By 30 April 1913 we see another California paper, the Sacramento Bee, use jazz, again in reference to the Seals who were imparting jazz to the opposing Sacramento Senators (a.k.a. the Solons):
When last we saw the Senators, they were an amiable, uncomplaining set of tossers, willing to accomodiate [sic] almost any team with four or five games, or even an entire series if it was needed badly. But the club under Wolverton has wrought an unmistakable change in their deportment. There is about them now a suggestion of aggressiveness which has all the earmarks of the original old “jazz,” and the San Francisco fans were not slow to recognize it.

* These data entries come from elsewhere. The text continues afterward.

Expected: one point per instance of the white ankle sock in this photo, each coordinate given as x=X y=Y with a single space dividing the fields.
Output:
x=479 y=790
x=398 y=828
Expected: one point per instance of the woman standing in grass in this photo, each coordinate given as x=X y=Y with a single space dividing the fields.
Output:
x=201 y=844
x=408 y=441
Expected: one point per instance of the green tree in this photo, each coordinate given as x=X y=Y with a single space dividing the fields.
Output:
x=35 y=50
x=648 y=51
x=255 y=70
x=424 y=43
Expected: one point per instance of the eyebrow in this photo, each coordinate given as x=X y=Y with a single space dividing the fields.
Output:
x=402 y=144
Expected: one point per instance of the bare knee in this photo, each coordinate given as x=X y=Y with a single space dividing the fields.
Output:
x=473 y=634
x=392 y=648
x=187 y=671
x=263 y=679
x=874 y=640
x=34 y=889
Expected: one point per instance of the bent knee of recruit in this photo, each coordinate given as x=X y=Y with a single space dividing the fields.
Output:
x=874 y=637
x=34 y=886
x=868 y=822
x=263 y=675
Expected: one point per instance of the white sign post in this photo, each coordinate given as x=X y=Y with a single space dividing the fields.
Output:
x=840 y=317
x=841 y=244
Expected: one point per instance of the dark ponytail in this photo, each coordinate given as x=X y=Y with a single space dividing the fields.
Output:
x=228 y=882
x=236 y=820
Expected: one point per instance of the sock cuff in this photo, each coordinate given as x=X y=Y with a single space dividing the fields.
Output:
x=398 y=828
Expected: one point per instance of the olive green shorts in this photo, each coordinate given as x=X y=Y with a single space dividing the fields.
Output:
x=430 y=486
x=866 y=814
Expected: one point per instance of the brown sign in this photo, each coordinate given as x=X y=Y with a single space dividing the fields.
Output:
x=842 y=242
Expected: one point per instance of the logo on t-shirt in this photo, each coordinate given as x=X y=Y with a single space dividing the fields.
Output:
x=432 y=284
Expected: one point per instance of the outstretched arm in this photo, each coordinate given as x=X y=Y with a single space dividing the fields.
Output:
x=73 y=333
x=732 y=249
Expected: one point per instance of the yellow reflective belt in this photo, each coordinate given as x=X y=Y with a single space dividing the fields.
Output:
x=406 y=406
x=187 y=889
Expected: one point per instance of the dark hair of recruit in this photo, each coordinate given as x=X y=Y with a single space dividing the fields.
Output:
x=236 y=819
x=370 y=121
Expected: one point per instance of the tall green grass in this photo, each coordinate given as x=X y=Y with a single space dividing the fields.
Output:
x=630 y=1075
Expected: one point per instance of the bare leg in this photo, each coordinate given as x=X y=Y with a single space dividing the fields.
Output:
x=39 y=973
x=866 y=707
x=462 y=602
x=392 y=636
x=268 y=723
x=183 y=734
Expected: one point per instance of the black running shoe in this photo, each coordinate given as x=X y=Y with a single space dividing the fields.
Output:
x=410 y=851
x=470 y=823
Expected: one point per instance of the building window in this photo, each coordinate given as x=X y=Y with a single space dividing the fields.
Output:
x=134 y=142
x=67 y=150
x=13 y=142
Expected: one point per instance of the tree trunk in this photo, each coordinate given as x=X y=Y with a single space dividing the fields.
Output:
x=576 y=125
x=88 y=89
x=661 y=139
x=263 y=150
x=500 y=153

“Some team, that!” “Likely looking bunch!” “They’ll be heard from soon,” were samples of the comments.
The “jazz” was in evidence all over the field. Tommy Tennant, erstwhile idol of the Seal fans, set the pace for the noise-makers and his colleagues chimed in with a chorus of cheer-up stuff that did not terminate until the last man was out in the final frame.
Within a few months, we start to see newspaper articles about current slang include jazz as a term coming out of San Francisco, indicating that the word had achieved a wider currency, at least regionally in the Bay Area. There is this article in the Idaho Statesman of 5 June 1913 that bears a dateline reporting from Indiana:
San Francisco—“Are you jerry to the old jazz?”
[…]
Now out in San Francisco, the most popular word is “the old jazz.” It means anything you may happen to want it to.

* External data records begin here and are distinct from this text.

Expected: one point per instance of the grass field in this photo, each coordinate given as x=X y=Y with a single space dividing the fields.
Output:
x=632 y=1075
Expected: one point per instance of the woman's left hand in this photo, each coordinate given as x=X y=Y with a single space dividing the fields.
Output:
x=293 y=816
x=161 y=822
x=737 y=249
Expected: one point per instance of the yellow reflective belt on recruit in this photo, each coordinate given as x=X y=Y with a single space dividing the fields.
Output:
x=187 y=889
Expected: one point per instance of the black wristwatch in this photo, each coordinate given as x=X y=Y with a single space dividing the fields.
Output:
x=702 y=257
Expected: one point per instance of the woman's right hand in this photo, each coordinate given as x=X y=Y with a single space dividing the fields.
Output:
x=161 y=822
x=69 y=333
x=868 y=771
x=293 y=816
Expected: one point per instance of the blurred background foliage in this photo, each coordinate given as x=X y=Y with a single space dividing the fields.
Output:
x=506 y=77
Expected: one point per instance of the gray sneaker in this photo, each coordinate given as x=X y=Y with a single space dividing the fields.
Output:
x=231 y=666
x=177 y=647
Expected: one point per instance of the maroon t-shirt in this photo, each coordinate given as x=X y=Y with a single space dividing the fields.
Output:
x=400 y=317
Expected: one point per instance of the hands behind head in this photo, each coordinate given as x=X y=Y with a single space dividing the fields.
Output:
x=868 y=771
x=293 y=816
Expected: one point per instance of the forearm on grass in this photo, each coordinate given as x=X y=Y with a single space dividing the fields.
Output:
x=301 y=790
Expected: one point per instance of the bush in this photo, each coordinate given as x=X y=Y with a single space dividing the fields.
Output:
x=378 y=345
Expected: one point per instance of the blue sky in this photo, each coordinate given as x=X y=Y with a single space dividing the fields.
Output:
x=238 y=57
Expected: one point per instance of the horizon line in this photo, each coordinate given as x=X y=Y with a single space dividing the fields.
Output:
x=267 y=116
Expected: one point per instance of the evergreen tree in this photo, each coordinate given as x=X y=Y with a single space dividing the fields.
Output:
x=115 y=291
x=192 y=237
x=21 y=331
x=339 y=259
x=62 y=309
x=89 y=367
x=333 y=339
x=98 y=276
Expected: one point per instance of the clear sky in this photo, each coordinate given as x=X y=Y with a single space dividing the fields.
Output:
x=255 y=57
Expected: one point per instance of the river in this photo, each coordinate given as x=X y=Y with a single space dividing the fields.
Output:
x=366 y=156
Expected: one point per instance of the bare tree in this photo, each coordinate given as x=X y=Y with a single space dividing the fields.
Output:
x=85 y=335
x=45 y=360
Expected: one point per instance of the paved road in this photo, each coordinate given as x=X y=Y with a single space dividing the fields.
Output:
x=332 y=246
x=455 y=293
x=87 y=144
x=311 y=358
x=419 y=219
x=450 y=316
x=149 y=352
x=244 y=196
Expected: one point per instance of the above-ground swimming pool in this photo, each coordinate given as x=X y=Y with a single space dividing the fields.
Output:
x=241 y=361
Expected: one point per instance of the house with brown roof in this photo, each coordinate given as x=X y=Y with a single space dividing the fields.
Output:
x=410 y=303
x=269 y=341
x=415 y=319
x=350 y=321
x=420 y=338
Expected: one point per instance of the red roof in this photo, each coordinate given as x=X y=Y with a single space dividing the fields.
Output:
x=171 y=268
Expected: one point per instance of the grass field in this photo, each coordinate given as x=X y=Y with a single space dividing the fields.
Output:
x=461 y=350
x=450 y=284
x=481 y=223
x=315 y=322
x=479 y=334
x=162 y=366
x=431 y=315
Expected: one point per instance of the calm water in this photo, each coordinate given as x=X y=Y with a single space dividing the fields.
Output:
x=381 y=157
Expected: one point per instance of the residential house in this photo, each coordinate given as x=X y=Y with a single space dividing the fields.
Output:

And there is this article which appears in the 22 June 1913 issue of the Duluth News Tribune. The article appears to be a reworking of the same piece that had appeared in the Idaho paper a few weeks before. The article is distinctly different from the 5 June piece, but much of the phrasing is the same:
Take Frisco, the great slang factory of this broad land. Out there they ask you, “Are you jerry to the old jazz?” meaning thereby, “Are you hep to the—” whatever you are supposed to be hep to. “Jazz” stands for whatever you want it to.
We had started to see the transition from baseball to music in the 1913 coverage of the Seals, but none of that reporting used jazz definitively as the label for the genre of music, then primarily known as ragtime or swing.

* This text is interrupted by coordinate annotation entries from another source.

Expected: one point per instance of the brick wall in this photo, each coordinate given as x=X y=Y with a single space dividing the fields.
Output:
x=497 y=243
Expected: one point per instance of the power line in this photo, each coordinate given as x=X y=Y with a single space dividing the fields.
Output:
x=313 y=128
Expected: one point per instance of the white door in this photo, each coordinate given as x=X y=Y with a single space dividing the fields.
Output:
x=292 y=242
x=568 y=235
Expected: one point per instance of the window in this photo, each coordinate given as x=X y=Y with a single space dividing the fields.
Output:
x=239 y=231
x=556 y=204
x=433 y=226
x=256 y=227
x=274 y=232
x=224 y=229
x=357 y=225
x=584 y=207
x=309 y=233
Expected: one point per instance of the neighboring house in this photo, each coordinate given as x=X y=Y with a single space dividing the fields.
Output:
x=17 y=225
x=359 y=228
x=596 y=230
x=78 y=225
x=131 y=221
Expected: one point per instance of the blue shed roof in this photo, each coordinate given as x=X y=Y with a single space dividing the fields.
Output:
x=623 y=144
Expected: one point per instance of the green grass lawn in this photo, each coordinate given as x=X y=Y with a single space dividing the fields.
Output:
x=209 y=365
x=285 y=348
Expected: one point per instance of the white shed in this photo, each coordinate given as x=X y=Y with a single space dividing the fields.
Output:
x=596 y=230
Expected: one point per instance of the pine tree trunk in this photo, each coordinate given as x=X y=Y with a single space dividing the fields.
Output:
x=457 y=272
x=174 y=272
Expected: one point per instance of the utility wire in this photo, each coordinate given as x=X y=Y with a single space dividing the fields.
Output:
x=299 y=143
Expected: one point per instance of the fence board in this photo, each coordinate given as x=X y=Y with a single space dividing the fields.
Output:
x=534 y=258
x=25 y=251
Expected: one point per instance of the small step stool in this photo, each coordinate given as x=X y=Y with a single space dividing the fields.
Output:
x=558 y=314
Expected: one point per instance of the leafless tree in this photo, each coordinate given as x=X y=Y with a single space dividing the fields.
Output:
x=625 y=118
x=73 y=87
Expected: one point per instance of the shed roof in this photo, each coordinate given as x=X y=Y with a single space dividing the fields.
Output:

We have indirect evidence that jazz was being used to refer to the music as early as 1914 and that there was at least one band that incorporated it into its name by that year, Bert Kelly’s Jazz Band that played at the College Inn in Chicago. But we have no surviving uses in print of the word referring definitively to the music until 1915.
From 15 May to 28 August 1915 a group billed as Tom Brown’s Band from Dixie Land played at Lamb’s Café in Chicago, a popular dance spot. And on 22 May 1915, the following advertisement appeared in the Chicago Examiner:
Lambs’ Café
The Original
JAD ORCHESTRA
For Dancing
Randolph and Clark Sts.
JAD here is almost certainly a misprint for jazz, the word not yet being familiar to the paper’s typesetters. Later appearances of the ad do not use the word. But we do get a clear use of jazz to refer to music in the Chicago Daily Tribune of 11 July 1915:
The Worm [i.e., woman’s husband] had turned—turned to fox trotting. And the “blues” had done it. The “jazz” had put pep into the legs that had scrambled too long for the 5:15.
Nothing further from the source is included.